New Year's Eve in Taipei





each year, i have a goal to spend new year's eve in a different country. i have experienced madrid, munich, and rio de janeiro twice. this year, i head to taipei.

i had originally planned to spend new year's eve with my new friend, xaiochau. 6 hours before the countdown, he canceled because he had too much work. what am i going to do with myself? i don't know anyone here, and the thought of going out to taipei 101, the tallest building in the world located near city hall, with 700,000 other people, sounds daunting.

for the past three days, i have been befriending a woman named ana. she works here at the hostel where i stay. she speaks little english but understands it, and we were able to have a conversation about her life. she is from the philipines and she is here in taipei working two jobs to support both her 4 yr. old and 5 week old baby who still live in the philipines with her parents. she is an amazingly humble and hard-working woman, to say the least.
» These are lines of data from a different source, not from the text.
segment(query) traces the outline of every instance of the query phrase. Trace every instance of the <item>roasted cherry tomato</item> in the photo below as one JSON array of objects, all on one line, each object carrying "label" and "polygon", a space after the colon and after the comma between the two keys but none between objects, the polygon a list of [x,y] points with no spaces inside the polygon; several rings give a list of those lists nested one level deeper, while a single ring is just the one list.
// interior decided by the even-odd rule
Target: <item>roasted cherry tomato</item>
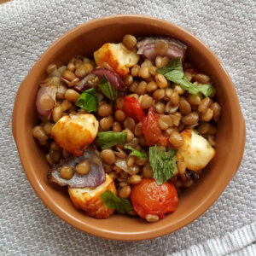
[{"label": "roasted cherry tomato", "polygon": [[145,116],[140,102],[135,97],[125,96],[123,111],[126,117],[131,117],[137,122],[143,122]]},{"label": "roasted cherry tomato", "polygon": [[159,115],[150,108],[143,123],[143,132],[146,143],[149,147],[155,144],[166,147],[168,144],[168,137],[162,134],[162,131],[158,124],[158,119]]},{"label": "roasted cherry tomato", "polygon": [[165,213],[176,210],[178,198],[173,184],[166,182],[158,186],[154,179],[143,178],[132,187],[131,201],[140,217],[154,214],[163,218]]}]

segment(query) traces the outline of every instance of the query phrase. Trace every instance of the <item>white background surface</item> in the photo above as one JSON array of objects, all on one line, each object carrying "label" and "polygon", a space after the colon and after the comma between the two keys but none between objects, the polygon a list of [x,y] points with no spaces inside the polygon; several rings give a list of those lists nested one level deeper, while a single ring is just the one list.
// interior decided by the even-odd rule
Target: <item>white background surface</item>
[{"label": "white background surface", "polygon": [[[245,225],[251,229],[255,213],[255,3],[13,0],[0,5],[0,254],[163,255],[221,237]],[[200,38],[230,74],[247,123],[241,166],[218,201],[183,230],[139,242],[92,237],[55,216],[26,180],[11,134],[16,90],[40,55],[68,30],[89,20],[113,14],[160,17]],[[255,252],[255,247],[249,251]],[[247,252],[243,248],[236,253],[247,254]],[[189,253],[183,252],[183,255]]]}]

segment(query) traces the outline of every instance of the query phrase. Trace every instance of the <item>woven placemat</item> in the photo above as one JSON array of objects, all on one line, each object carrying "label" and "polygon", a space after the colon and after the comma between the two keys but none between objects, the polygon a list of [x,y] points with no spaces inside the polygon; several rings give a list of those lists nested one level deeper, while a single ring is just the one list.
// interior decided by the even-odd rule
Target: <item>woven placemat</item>
[{"label": "woven placemat", "polygon": [[[230,74],[247,124],[241,166],[215,204],[187,227],[164,237],[139,242],[93,237],[54,215],[26,180],[11,133],[16,91],[42,53],[76,26],[113,14],[160,17],[200,38],[216,53]],[[179,252],[176,255],[224,255],[236,252],[237,255],[248,255],[255,253],[252,244],[255,241],[253,222],[256,197],[255,28],[254,0],[13,0],[1,4],[0,254],[163,255]],[[223,247],[226,250],[214,249]]]}]

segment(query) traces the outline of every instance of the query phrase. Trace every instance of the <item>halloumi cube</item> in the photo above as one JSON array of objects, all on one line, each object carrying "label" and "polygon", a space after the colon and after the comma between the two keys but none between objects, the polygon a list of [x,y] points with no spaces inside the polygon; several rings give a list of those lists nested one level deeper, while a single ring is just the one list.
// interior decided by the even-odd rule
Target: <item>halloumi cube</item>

i decided that since my plans had changed, i would invite her out. she was pleased and with a smile from ear to ear, accepted my offer to take her out. she is off work at 6pm and she comes to me and i ask her if she still wants to go out. she says "maybe another time". i could tell she was tired and needed to rest for the 7am work day ahead. i was again, disappointed that i had no one to spend new year's eve with, while considering that i could be around 700,000 people and still feel completely alone. but what did i expect, coming to taipei alone. this is why i came here.
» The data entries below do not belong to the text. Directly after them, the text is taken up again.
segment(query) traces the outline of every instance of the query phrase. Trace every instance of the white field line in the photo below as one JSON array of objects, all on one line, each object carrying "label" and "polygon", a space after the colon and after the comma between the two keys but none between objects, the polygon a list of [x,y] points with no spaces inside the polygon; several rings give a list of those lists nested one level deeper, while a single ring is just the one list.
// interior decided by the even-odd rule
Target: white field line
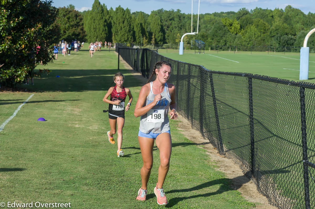
[{"label": "white field line", "polygon": [[[300,70],[294,70],[294,69],[289,69],[288,68],[283,68],[284,70],[296,70],[297,71],[299,71]],[[309,72],[312,72],[312,71],[308,71]]]},{"label": "white field line", "polygon": [[25,102],[23,102],[23,104],[21,104],[19,106],[19,107],[18,107],[16,110],[14,112],[13,114],[11,115],[11,117],[9,118],[8,119],[7,119],[7,120],[5,121],[3,123],[1,126],[0,126],[0,132],[1,132],[2,131],[3,131],[3,129],[4,127],[4,126],[5,126],[5,125],[8,124],[8,123],[9,122],[9,121],[12,120],[12,119],[16,115],[16,113],[17,113],[19,111],[19,110],[20,110],[21,108],[22,107],[22,106],[24,105],[24,104],[28,101],[29,100],[32,98],[32,97],[34,96],[34,94],[32,94],[30,96],[30,97],[29,97]]},{"label": "white field line", "polygon": [[215,56],[214,55],[212,55],[211,54],[208,54],[208,55],[210,55],[210,56],[215,56],[216,57],[218,57],[218,58],[221,58],[221,59],[224,59],[225,60],[228,60],[229,61],[232,61],[232,62],[237,62],[238,63],[239,63],[239,62],[236,62],[236,61],[234,61],[233,60],[229,60],[228,59],[226,59],[225,58],[223,58],[222,57],[220,57],[220,56]]},{"label": "white field line", "polygon": [[[270,55],[272,56],[278,56],[278,57],[283,57],[284,58],[287,58],[288,59],[292,59],[292,60],[300,60],[299,59],[295,59],[295,58],[291,58],[291,57],[287,57],[286,56],[275,56],[275,55]],[[309,61],[310,62],[314,62],[312,61]]]}]

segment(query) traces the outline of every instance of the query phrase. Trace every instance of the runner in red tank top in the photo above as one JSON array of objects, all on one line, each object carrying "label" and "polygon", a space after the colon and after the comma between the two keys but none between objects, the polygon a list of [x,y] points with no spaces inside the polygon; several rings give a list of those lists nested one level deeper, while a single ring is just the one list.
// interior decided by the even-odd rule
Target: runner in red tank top
[{"label": "runner in red tank top", "polygon": [[[103,100],[109,104],[108,118],[111,130],[107,132],[108,141],[112,144],[115,143],[113,135],[116,133],[116,124],[117,131],[117,157],[123,156],[124,153],[121,149],[123,142],[123,128],[125,124],[125,111],[128,111],[131,105],[132,95],[130,90],[123,86],[125,77],[120,72],[117,72],[114,76],[114,82],[116,84],[114,87],[111,87],[106,93]],[[128,104],[125,104],[125,100],[128,95],[129,100]],[[111,96],[110,100],[108,99]]]}]

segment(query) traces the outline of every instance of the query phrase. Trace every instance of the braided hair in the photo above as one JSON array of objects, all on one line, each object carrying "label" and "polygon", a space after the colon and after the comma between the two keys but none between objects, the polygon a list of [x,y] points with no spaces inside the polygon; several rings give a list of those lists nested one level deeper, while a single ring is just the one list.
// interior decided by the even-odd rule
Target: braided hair
[{"label": "braided hair", "polygon": [[163,60],[161,60],[157,62],[156,63],[155,63],[155,65],[154,65],[154,68],[153,69],[153,72],[152,72],[152,74],[151,75],[151,76],[148,80],[148,82],[147,83],[150,82],[150,80],[151,80],[151,79],[152,78],[152,77],[153,77],[153,75],[155,75],[156,76],[156,73],[155,72],[155,69],[158,69],[158,70],[159,70],[160,69],[161,69],[162,66],[163,65],[167,65],[168,66],[169,66],[170,67],[171,69],[172,69],[172,65],[171,65],[171,63],[168,62],[164,61]]},{"label": "braided hair", "polygon": [[121,73],[120,72],[118,72],[115,74],[115,75],[114,76],[114,77],[113,77],[113,79],[114,80],[114,81],[115,81],[115,80],[116,79],[116,77],[119,77],[120,76],[121,76],[122,77],[123,79],[123,80],[124,81],[125,80],[125,76],[123,75],[123,73]]},{"label": "braided hair", "polygon": [[120,76],[122,77],[123,79],[123,80],[124,81],[125,80],[125,76],[123,75],[123,73],[121,73],[120,72],[118,72],[115,74],[115,75],[113,77],[113,80],[114,80],[114,81],[112,83],[115,83],[115,80],[116,80],[116,77],[119,77]]}]

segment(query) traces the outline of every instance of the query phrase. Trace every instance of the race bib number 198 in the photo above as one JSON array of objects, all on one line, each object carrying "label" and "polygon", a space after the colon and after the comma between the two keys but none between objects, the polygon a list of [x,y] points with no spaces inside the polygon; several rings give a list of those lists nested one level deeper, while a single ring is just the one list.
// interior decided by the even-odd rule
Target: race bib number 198
[{"label": "race bib number 198", "polygon": [[164,109],[150,110],[146,114],[146,121],[150,123],[162,123],[164,121]]},{"label": "race bib number 198", "polygon": [[122,110],[125,108],[125,102],[122,102],[120,103],[120,104],[116,105],[113,104],[113,110]]}]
not thirty seconds later, a young man from hong kong walks into the lobby of the hostel and asks if me and another stranger from korea would like to go out with he and a few friends to watch the fireworks shoot off of taipei 101. we, bright-eyed, both having no plans and being alone, accept. a half hour later, we were walking around a congested food district to find a place that didn't have a long wait. we ordered dumplings as a snack, served with both a soy, fish-sauce and a red chili sesame oil. we the walk to the MRT (their metro), which was packed, and loaded into the train with many other excited passengers.
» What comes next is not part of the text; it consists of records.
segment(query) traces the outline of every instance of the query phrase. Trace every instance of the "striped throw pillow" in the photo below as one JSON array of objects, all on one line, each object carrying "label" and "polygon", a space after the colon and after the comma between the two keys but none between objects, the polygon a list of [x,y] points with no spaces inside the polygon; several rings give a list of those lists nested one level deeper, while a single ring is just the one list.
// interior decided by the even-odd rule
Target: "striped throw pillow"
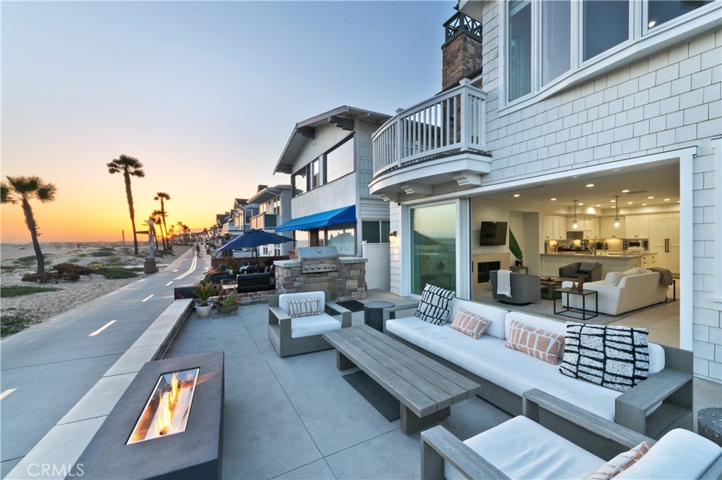
[{"label": "striped throw pillow", "polygon": [[512,320],[509,338],[505,346],[554,364],[559,358],[563,344],[563,335]]},{"label": "striped throw pillow", "polygon": [[490,323],[490,320],[484,319],[481,315],[477,315],[464,308],[459,308],[456,311],[456,316],[454,316],[451,328],[478,339],[489,328]]},{"label": "striped throw pillow", "polygon": [[319,315],[321,313],[321,298],[299,298],[288,301],[288,314],[292,319],[298,316]]},{"label": "striped throw pillow", "polygon": [[636,463],[651,448],[652,444],[649,442],[642,442],[632,450],[619,453],[593,471],[587,477],[587,480],[609,480],[614,478]]}]

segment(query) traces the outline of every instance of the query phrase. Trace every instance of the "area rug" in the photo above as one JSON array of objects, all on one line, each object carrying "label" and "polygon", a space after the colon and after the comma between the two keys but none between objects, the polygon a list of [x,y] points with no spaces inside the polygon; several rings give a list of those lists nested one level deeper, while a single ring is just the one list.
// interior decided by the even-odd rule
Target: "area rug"
[{"label": "area rug", "polygon": [[363,303],[357,300],[349,300],[345,302],[336,302],[336,305],[342,306],[344,308],[348,308],[352,312],[363,311]]},{"label": "area rug", "polygon": [[399,419],[399,401],[365,373],[360,370],[355,373],[349,373],[344,375],[344,380],[387,420],[393,422]]}]

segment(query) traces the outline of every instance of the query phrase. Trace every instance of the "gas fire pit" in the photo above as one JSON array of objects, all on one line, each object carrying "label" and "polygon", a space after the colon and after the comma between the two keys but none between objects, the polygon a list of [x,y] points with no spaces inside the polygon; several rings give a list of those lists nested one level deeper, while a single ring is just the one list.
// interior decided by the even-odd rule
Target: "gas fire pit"
[{"label": "gas fire pit", "polygon": [[80,455],[89,479],[219,479],[223,352],[148,362]]}]

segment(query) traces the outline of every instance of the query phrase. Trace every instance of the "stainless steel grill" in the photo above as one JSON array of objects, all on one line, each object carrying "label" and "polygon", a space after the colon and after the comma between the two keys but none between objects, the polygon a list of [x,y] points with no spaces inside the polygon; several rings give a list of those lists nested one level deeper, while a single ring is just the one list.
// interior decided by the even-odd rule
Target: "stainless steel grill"
[{"label": "stainless steel grill", "polygon": [[339,271],[339,251],[335,246],[300,246],[296,251],[302,273]]}]

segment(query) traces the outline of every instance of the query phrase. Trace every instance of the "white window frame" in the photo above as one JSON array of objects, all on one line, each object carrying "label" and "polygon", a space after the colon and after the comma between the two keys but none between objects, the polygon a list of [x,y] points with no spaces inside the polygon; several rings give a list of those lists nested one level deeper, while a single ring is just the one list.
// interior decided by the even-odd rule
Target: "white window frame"
[{"label": "white window frame", "polygon": [[722,2],[714,1],[689,13],[669,20],[653,30],[647,28],[646,1],[630,0],[630,38],[605,52],[582,61],[583,55],[582,42],[583,1],[572,0],[572,22],[570,54],[571,68],[568,72],[542,86],[540,62],[541,48],[539,30],[542,22],[541,2],[532,2],[532,40],[531,48],[534,53],[531,61],[531,92],[513,101],[508,99],[509,75],[507,61],[508,51],[508,2],[498,3],[499,12],[499,115],[508,115],[543,100],[570,86],[594,78],[636,60],[648,56],[655,52],[692,38],[696,35],[718,27],[722,14]]}]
we arrive at city hall and move in a crowd of hundreds of thousands of people to the tower that's within sight only two blocks away. we find our friends, after many loud and frustrating dropped calls. while walking around the square, we see loads of people in circles with bright light sticks surrounding them to mark their space. they are all playing cards and sitting on newspaper. there are women with babies in strollers, many teenagers and well, people my age. we simply find a place to sit right in front of the main spectacle.

nothing is happening. i'm thinking there will be some kind of "pre" performance. but there isn't and then, everyone begins to count....5......4.............3............2............1.............!

then an explosion of light coming from the top of the building, the sides, within the building windows, up and down the building, shots of fireworks in a line going straight up from the ground in front of the building. electronic beams of coordinated light flowing and spiraling up and around the base of the tower up to it's spire. then, a bright white light engulfs the entire tip of the building, smoke blowing to the right, and when the light disappears, the simple phrase, "2011 R<3C". STUNNING.

everyone is cheering and screaming and hugging. they teach me how to "say happy new year" in mandarin and i forget.

we begin our treck back to the MRT and we are amazed at how much trash there is cluttering the streets, drains, business fronts, etc. i suppose it's only fair to be able to little one day out of the year. the rest of the year, taipei is the cleanest city i have ever visited. we lose a friend in the meantime and i decide to go directly back to the hostel while everyone else gets coffee. i arrive at the metro, along with the other 700,000 people and am forced into a cattle-like crowd that is not moving. we end up waiting for 2 hours, packed together, with only three steps of advancement every 5 minutes. i almost fall asleep standing up, as it's 2 am and i still have not reached the entrance. we finally get to enter, we wait for the train, we take a quick ride and i am only a half a block from my hostel.

bed was my best friend. i woke up bright and shiny at 8 a this morning and i am refreshed!